Она ушла, но я видел по её лицу - по тому, как дёрнулась её губа, как опустились уголки рта, как потускнели глаза, - что она не поверила ни единому моему слову.
Но все эти ухищрения мытьё, притирания, новые кунтуши и начищенные сапоги не производили на Агнешку ровным счётом никакого впечатления. Она проходила мимо, словно они были не людьми, а частью пейзажа, и если отвечала на приветствия, то коротко и сухо. Это равнодушие действовало на мужиков сильнее любого кокетства, сильнее самой откровенной похоти, потому что они привыкли, что баба - это существо податливое и если на неё надавить, она прогнётся, если приласкать, то растает, а если пригрозить, то испугается. А эта не гнулась и не таяла, не пугалась и не уступала. Она была холодная и совершенно неприступная.
И чем неприступнее она была, чем меньше уступала их желаниям, тем сильнее распалялось их воображение. Они начали придумывать себе то, чего не было и быть не могло. Каждый её жест, каждый взгляд, каждое движение губ толковались превратно, вкривь и вкось. Если она поправляла платок, значит, подавала тайный знак, приглашала, кокетничала.
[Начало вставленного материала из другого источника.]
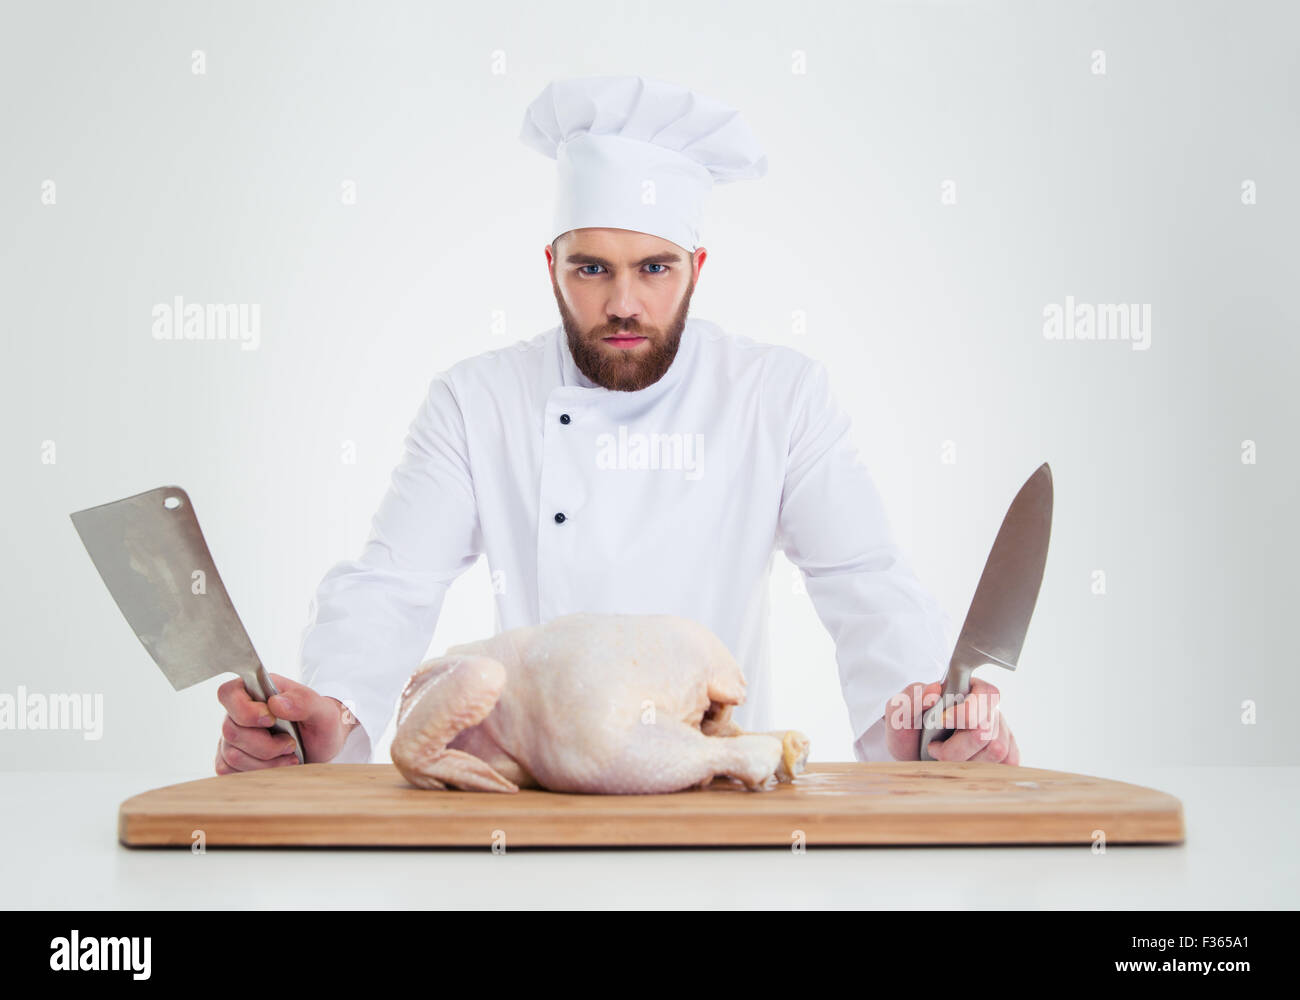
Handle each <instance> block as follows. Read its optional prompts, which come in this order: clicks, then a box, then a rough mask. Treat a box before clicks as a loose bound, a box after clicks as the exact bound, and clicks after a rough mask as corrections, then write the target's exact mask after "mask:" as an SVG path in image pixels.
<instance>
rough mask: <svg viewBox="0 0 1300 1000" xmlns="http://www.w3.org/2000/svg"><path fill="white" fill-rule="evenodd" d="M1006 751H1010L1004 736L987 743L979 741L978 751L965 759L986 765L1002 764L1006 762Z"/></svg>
mask: <svg viewBox="0 0 1300 1000" xmlns="http://www.w3.org/2000/svg"><path fill="white" fill-rule="evenodd" d="M1008 750H1010V744H1009V741H1008V739H1006V736H1005V735H1002V736H998V737H996V739H993V740H988V741H987V743H984V741H980V743H979V744H978V749H976V750H975V753H972V754H971V756H970V757H969V758H967V759H970V761H984V762H987V763H1004V762H1005V761H1006V754H1008Z"/></svg>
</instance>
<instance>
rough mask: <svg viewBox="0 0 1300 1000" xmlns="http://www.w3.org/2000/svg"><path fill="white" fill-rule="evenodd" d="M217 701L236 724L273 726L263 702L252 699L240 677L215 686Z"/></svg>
mask: <svg viewBox="0 0 1300 1000" xmlns="http://www.w3.org/2000/svg"><path fill="white" fill-rule="evenodd" d="M217 701H220V702H221V704H222V706H225V710H226V714H227V715H229V717H230V718H231V719H234V720H235V724H237V726H274V724H276V719H274V718H273V717H272V714H270V711H269V710H268V707H266V704H265V702H261V701H253V700H252V696H250V694H248V689H247V688H246V687H244V685H243V680H242V679H240V678H235V679H234V680H227V681H226V683H225V684H222V685H221V687H220V688H217Z"/></svg>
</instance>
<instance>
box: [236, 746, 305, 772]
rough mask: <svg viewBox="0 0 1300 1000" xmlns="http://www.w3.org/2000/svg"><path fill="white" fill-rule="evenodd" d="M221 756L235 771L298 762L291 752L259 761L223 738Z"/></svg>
mask: <svg viewBox="0 0 1300 1000" xmlns="http://www.w3.org/2000/svg"><path fill="white" fill-rule="evenodd" d="M221 758H222V759H224V761H225V762H226V763H227V765H230V767H233V769H234V770H237V771H256V770H260V769H263V767H283V766H285V765H289V763H296V762H298V758H296V757H294V756H291V754H286V756H281V757H274V758H272V759H269V761H260V759H257V758H256V757H253V756H251V754H247V753H244V752H243V750H240V749H239V748H238V746H231V745H230V744H227V743H226V741H225V740H222V741H221Z"/></svg>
Если оборачивалась на улице, значит, хотела, чтобы за ней шли, следили, ловили каждый её шаг. Если в её взгляде мелькало что-то похожее на улыбку, значит, она смеялась над ними, над их мужской несостоятельностью, над их никчёмностью, над тем, что они не могут добиться даже того, что любой другой мужик в любой другой деревне получил бы без труда.
Но если мужики сохли и безумели от любви, то бабы безумели от ненависти. И ненависть эта была особого рода: она не вспыхивала и не гасла, как солома, а тлела непрерывно, как торфяное болото, уходя вглубь и отравляя всё вокруг. Я видел это по их лицам в костёле - лицам, искажённым такой злобой, что они переставали быть человеческими.
Ядвига в девичестве слыла первой красавицей на всю округу. Ещё двадцать лет назад парни дрались за право проводить её до дома - дрались серьёзно, с кровью, с переломанными носами и выбитыми зубами, - а старики, глядя на неё, цокали языками и говорили: «Повезёт же кому-то. Такую красоту не каждый день увидишь». Повезло кожевнику, тихому, работящему мужику, который не дрался ни с кем, даже когда его провоцировали, а однажды подошёл и сказал: «Выходи за меня, Ядвига. Я тебя не обижу». Она вышла. Родила троих. Раздалась в бёдрах, обветрила лицо, стёрла руки о корыто и прялку, потеряла два зуба и половину волос. От прежней красоты остались только глаза, большие, выразительные, когда-то синие, а теперь потускневшие. Когда она увидела Агнешку, то почувствовала не просто зависть, она почувствовала, что у неё украли её саму, ту прежнюю Ядвигу, на которую оборачивались. И за это она возненавидела Агнешку так, как можно ненавидеть только собственное отражение в зеркале, когда оно показывает тебе то, что ты потеряла и никогда не вернёшь.